Mais pour beaucoup, le choix du participatif permet d’amorcer l’existence du projet auprès de la communauté internationale et des médias tout en limitant l’ampleur du risque financier. Contrairement à d’autres secteurs culturels bénéficiant de subventions, l’équilibre financier d’un petit éditeur de jeux reste fragile. Il tentera parfois de miser sur le succès commercial de titres plus rentables pour financer le développement d’œuvres plus exigeantes. Sans cet effet de levier, la charge financière du risque devient lourde, d’autant que de nombreux facteurs échappent à tout contrôle – qu’il s’agisse de questions de calendrier, de crises imprévues comme le Covid, de la sortie simultanée d’un jeu au thème similaire, ou encore de retards de fabrication qui empêchent la présence à Essen, étape cruciale pour l’avenir de tout jeu expert.


Aujourd’hui,
sommairement, la plupart des jeux dits “experts” sortent à 1 500/2000 exemplaires sur le marché français sur un premier tirage. “En cas de succès, un éditeur pourra espérer en écouler 15 ou 20 000 boîtes, alors que des propositions plus familiales peuvent espérer se vendre bien plus. Bien sûr, sur le papier, c’est censé être plus de marge à la boîte vendue mais comme le nombre de ventes a tendance à diminuer drastiquement sur ce segment, le poids de ce type de jeu sur les charges d’un éditeur est devenu assez compliqué,” nous dit Benoit Bannier de La Boîte de Jeu. À côté de ça, quelques titres explosent ce plafond en devenant des très gros hits internationaux. “Qui aurait parié, il y a une dizaine d’années qu’un jeu comme Terraforming Mars dépasserait les 1,5 millions d’exemplaires vendus..?” soulève Gaëtan Beaujannot. Mais n’oublions pas qu’un Terraforming Mars ne pèse que 3.26 sur BGG ! 😉 

Il n’en reste pas moins que 1500/2000 copies, ça ne pèse pas si lourd. Pour Benoit Bannier, un effet trompeur a lieu sur les internets ludiques : les plus passionnés prennent le plus la parole, mais les plus nombreux ne s’expriment pas, ce qui tend à donner une image faussée du marché réel. “La population de joueurs experts est sur-représentée dans le microcosme qui s’exprime (réseaux sociaux, médias etc), notamment parce que tu commences à aller parler jeux de société sur des groupes quand tu es un archi passionné”. Un effet loupe qui tend à invisibiliser les jeux qui sortent en réalité le plus (coucou Skyjo). “Le marché s’est élargi mais pas le segment expert, je pense que lui, il reste plutôt constant” affirme de son côté Dimitri Perrier. 

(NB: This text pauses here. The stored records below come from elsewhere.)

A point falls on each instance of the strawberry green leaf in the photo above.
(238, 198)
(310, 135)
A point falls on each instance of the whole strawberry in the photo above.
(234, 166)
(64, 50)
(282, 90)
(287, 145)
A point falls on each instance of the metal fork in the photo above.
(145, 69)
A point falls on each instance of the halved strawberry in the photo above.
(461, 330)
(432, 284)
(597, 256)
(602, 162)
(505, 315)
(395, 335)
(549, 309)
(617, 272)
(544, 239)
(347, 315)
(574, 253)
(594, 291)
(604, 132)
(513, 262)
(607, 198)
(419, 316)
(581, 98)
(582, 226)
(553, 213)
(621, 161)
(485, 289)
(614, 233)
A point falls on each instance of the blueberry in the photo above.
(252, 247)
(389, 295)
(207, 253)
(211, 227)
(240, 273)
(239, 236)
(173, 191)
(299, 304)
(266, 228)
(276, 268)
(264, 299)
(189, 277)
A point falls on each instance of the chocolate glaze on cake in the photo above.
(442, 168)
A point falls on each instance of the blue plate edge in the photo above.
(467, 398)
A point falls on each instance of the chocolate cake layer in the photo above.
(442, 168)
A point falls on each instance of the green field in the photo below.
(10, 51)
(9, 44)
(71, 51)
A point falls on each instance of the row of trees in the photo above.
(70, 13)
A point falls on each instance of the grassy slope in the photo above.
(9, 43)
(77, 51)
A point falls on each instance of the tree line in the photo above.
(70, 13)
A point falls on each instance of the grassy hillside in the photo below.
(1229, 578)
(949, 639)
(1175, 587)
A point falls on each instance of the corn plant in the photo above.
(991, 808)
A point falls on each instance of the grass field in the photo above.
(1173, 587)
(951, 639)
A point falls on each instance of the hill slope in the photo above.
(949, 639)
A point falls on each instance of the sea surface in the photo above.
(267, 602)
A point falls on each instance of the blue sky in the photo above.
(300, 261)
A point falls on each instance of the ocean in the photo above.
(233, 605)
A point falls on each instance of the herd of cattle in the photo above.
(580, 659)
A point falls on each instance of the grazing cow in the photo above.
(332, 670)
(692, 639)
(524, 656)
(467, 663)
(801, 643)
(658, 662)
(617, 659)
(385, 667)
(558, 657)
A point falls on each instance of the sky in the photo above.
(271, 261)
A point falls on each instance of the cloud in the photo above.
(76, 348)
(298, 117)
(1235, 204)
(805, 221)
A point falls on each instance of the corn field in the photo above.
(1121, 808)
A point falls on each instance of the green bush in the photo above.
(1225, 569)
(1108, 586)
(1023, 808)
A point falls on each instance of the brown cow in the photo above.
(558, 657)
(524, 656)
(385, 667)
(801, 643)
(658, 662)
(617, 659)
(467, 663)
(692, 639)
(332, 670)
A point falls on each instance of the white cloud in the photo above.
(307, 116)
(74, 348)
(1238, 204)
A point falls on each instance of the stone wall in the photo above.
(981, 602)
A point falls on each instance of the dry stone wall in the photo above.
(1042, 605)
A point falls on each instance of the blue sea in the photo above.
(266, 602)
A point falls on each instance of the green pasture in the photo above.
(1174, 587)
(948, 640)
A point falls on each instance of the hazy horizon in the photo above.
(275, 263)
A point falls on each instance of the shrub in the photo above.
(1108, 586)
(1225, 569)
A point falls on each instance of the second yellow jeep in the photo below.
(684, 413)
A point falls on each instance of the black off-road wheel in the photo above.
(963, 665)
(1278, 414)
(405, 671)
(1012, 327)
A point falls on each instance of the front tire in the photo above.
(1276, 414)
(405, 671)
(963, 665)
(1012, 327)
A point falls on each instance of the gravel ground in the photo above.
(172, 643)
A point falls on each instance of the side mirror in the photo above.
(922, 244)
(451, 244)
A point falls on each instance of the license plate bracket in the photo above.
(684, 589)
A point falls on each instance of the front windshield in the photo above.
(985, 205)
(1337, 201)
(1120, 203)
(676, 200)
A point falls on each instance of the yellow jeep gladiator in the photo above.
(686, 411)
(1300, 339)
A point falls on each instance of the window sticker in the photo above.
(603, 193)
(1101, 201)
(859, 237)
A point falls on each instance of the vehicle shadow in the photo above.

Matthieu Verdier : “Éditer des jeux, c’est autant une question d’adaptation au marché que d’envie.” 

La majorité des éditeurs consultés s’accorde à dire qu’il est essentiel de s’adapter aux évolutions du marché. Et actuellement, la tendance est au raccourcissement des durées de partie. Il faut dire que le temps libre a moult concurrence au sein et en dehors du hobby !

Les joueurs manifestent ainsi une préférence croissante pour la diversité des expériences : ils privilégient en effet plusieurs parties de jeux variés plutôt qu’une longue session dédiée à un seul titre. La possibilité de découvrir les dernières nouveautés, la sensation gratifiante de faire plus de choses, d’avoir mieux “rentabilisé” son temps libre, le fait de ne pas ruiner toute sa soirée devant un jeu qui ne nous plaît pas… Un effet générationnel aussi : Les gros joueurs d’hier sont devenus parents et cherchent des jeux plus familiaux. “Avant je ne jurais que par les jeux de plus de 2h, les gros jeux comme on dit. Je ne voyais que peu d’intérêt aux party games et jeux famille. Mais aujourd’hui, 15 ans plus tard, mes goûts ont changé. Je préfère faire 3 jeux d’une heure qu’un jeu de 3h,” nous confie Benoit Bannier. 

Barrage chez Cranio, de Tommaso Battista & Simone Luciani, pèse 4.11 sur BGG

 

Entre la dernière série Netflix et la nouvelle campagne d’Awaken Realms, il faut choisir ! La tendance au zapping et à l’accélération se constate dans de nombreux domaines. Vous avez peut-être entendu parler du speed watching, le fait de visionner des séries en x2. L’arrivée de cette fonctionnalité sur les plateformes de streaming, podcast, et même whatsapp et autres messageries instantanées, permet aux utilisateurs d’avoir la sensation de mieux contrôler leur temps. Devant l’abondance de choix et de sollicitations, on fait souvent deux choses en même temps et on tolère moins la lenteur, même dans nos moments suspendus de loisirs. Charles Amir de Super Meeple abonde en ce sens : “Oui, c’est notre époque qui privilégie ça, il suffit de voir le succès d’un Tik Tok aux vidéos hyper courtes. Ce sont des vagues et des modes. Peut-être que dans 5 ans, on verra que le public commencera à délaisser les petits jeux de cartes pour vouloir davantage plonger dans un jeu plus long et riche !”. 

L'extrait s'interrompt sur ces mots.